Le Royaume-Uni sera prêt pour un Brexit sans accord, promet Boris Johnson

Boris Johnson s’est engagé à sortir son pays «coûte que coûte» de l’UE le 31 octobre.
Photo: Daniel Leal-Olivas Agence France-Presse Boris Johnson s’est engagé à sortir son pays «coûte que coûte» de l’UE le 31 octobre.

Malgré des prévisions alarmistes de son gouvernement, le premier ministre britannique Boris Johnson a promis jeudi que son pays serait « prêt » en cas de Brexit sans accord, un scénario de plus en plus probable selon l’Union européenne.

« Nous n’avons pas de raisons d’être optimistes » sur les chances de parvenir à un accord de divorce avant le sommet européen des 17 et 18 octobre, a prévenu le négociateur de l’UE, Michel Barnier.

L’UE et le Royaume-Uni ne parviennent toujours pas à s’entendre sur la manière d’éviter le rétablissement d’une frontière physique entre l’Irlande, État membre de l’UE, et la province britannique d’Irlande du Nord après le Brexit.

Londres rejette la solution dite du « filet de sécurité » (ou backstop), incontournable aux yeux de Bruxelles faute de solution de rechange crédible. Elle prévoit que le Royaume-Uni tout entier reste dans un « territoire douanier unique » avec l’UE si une meilleure solution n’est pas trouvée à l’issue d’une période transitoire.

Pénuries

Boris Johnson s’est engagé à sortir son pays « coûte que coûte » de l’UE le 31 octobre, malgré une loi du Parlement britannique le contraignant à solliciter un nouveau report en l’absence d’accord le 19 octobre.

Il a assuré que son pays serait « prêt », minimisant la portée d’un dossier officiel présentant, selon Downing Street, « le pire scénario » de l’impact économique et social d’un no deal.

Le document, publié jeudi à la demande expresse du Parlement et intitulé Operation Yellowhammer ( Opération bruant jaune , le nom d’un passereau), estime qu’une absence d’accord pourrait provoquer des troubles et des pénuries de médicaments et de nourriture.

« C’est le pire scénario auquel doivent se préparer les fonctionnaires, mais j’ai massivement accéléré nos préparatifs depuis que je suis premier ministre », a déclaré le dirigeant conservateur. « Nous essayons d’obtenir un accord » de retrait avec l’UE, « mais si nous devons sortir le 31 octobre sans accord, nous serons prêts : les ports, les fermiers et toutes les industries seront prêts ».

« Ces documents confirment les graves risques d’un Brexit sans accord », s’est inquiété Keir Starmer, chargé du Brexit au sein du Parti travailliste, principale formation d’opposition.

Les autorités britanniques prévoient des perturbations à court terme dans 12 domaines clés, dont l’approvisionnement en eau et en nourriture, la santé, les transports et les frontières.

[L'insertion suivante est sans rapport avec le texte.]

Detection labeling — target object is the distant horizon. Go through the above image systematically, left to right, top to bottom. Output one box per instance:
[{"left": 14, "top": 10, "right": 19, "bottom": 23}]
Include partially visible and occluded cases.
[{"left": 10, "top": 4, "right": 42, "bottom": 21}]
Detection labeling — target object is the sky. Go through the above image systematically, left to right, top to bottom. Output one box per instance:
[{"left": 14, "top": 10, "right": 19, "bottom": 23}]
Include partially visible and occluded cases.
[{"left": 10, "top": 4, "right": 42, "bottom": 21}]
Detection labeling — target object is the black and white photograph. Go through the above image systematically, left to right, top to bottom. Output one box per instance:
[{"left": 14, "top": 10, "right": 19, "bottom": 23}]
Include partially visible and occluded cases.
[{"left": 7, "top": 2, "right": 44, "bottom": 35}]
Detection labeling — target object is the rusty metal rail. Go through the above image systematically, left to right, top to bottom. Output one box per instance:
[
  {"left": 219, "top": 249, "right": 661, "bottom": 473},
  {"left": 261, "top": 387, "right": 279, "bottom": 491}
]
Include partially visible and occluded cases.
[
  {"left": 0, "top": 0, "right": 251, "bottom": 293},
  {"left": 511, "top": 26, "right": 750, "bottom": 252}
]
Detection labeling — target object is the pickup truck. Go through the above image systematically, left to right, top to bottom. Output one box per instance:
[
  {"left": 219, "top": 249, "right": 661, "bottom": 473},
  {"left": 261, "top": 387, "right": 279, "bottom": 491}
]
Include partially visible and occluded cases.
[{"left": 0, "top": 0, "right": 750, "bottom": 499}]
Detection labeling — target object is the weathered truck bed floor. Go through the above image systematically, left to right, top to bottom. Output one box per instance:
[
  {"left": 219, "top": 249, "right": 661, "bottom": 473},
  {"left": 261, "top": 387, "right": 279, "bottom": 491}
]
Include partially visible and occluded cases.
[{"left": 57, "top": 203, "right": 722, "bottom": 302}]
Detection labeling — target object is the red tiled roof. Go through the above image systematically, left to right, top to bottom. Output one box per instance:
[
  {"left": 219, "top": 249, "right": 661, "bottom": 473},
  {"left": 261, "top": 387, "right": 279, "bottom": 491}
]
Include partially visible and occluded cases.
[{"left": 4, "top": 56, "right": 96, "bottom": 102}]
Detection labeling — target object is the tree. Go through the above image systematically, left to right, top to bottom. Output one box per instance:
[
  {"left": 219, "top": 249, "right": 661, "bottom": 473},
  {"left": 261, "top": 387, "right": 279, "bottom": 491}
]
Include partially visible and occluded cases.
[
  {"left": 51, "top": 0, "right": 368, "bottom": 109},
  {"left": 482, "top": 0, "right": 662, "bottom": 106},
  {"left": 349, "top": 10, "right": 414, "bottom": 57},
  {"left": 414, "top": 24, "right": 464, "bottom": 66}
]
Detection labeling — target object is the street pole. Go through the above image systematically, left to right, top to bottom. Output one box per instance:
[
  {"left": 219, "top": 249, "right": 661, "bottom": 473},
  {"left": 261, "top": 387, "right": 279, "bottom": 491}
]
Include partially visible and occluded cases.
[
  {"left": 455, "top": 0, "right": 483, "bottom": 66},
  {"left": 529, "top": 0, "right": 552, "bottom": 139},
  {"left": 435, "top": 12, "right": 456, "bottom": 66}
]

Jusqu’à 85 % des poids lourds britanniques pourraient ne pas être en mesure de répondre aux critères des contrôles douaniers français, entraînant une baisse de « 40 à 60 % du niveau actuel » du trafic. Ces perturbations pourraient durer trois mois et « avoir un effet sur l’approvisionnement en médicaments et en matériel médical », ainsi qu’en produits frais.

Par ailleurs, après sa décision de suspendre mardi le Parlement pendant cinq semaines, Boris Johnson a catégoriquement démenti avoir menti à la reine Élisabeth II sur ses motivations, arguant que l’ajournement visait à élaborer un nouveau programme de politique intérieure et non pas à imposer un Brexit sans accord, comme l’accusent ses adversaires.

Une courte majorité de Nord-Irlandais favorable à l’unification

Les électeurs nord-irlandais voteraient à 51 % pour la réunification de l’île d’Irlande en cas de référendum sur le maintien ou non de la province britannique dans le Royaume-Uni, selon un sondage. Cette très courte majorité — qui marquerait néanmoins un changement historique en Irlande du Nord — se situe dans la marge d’erreur, tempère l’auteur de l’enquête, le politologue Lord Ashcroft. 45 % des sondés se prononcent pour rester au sein du Royaume-Uni et 46 % pour rejoindre la République d’Irlande, membre de l’UE. Mais en excluant les indécis et les abstentionnistes, le résultat donnerait une majorité de 51 %, contre 49 %. « Un tel résultat reflète l’incertitude et l’anxiété qui entourent le Brexit, la frontière irlandaise, et son effet potentiel sur la vie dans la province », analyse Lord Ashcroft.